「八丈島」が一つの目安

 東京で雪が降るか、雨になるかは、まずは南岸低気圧が八丈島の北を通るか南を通るか、その位置次第で決まるといわれる。

 気象庁天気相談所の池田徹所長によると、低気圧が北から寒気を引き込み、雨雲の中の氷の粒が解けることなく地上まで降れば雪になる。

 低気圧が本州から離れすぎたところを通過すると、雨や雪を降らせる雲がそもそも届かない。近すぎると、低気圧に向かって吹き込む暖かい南風の影響で、雨は降っても雪にならないのだ。

 低気圧の発達の程度も関係してくる。低気圧のスケールが大きくなれば、陸地から多少離れていても、低気圧の雲が東京にかかって雪が降ることがある。
 

空気が乾いていると雪に

 そして、低気圧が北から引き込んだ空気が、どれだけ乾いているか、湿っているかもかなり関係する。

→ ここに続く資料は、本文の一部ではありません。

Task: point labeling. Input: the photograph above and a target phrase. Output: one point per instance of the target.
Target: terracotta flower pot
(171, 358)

 東京に雪を降らせる雲は、高度2000~3000メートルほどのところにある。このあたりの高度の気温は氷点下なので、最初は雪として降ってくる。

「それが冷たい、乾いた空気に当たると、『昇華』という一種の蒸発現象で熱を奪い、周囲の空気の温度を下げる。そうすると、しっかりした雪となって地上に降ってくる。ところが、空気が湿っていると蒸発によってそれほど熱が奪われず、気温も下がらないために、ギリギリ雪とならず雨粒として落ちてくる」(池田さん)

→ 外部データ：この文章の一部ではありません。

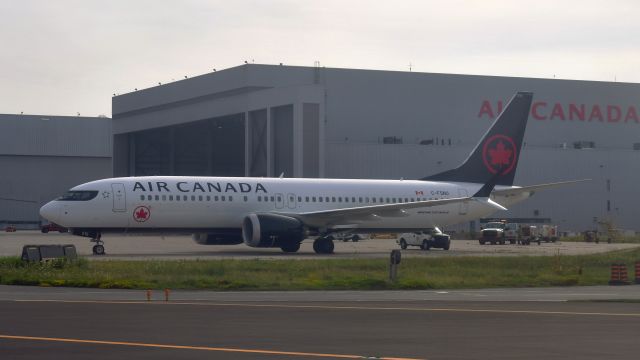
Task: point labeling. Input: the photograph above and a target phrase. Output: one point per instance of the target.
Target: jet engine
(218, 238)
(271, 230)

 雪として降ってくる場合でも、気温が十分に下がっていればふわっとした雪となり、雪のかさも大きくなり、積雪量が増す。一方、湿った雪では積雪はそれほど増えない。つまり、湿度の変化によって雨もしくは雪になるかだけでなく、積雪量も変わってくるのだ。

 しかもそれは、地上から数百メートルの間にある空気によって決まる。数百メートルというと、東京スカイツリーほどの高さでしかない。

 そして、その寒気の湿度は、日本周辺の気象条件によって変わる。

 日本海から流れ込んできた空気は、海からの水蒸気を受けて比較的湿っているし、陸地の上を長く移動してきた空気は乾燥している。そのため、前日の気象も考慮に入れなければいけないのだ。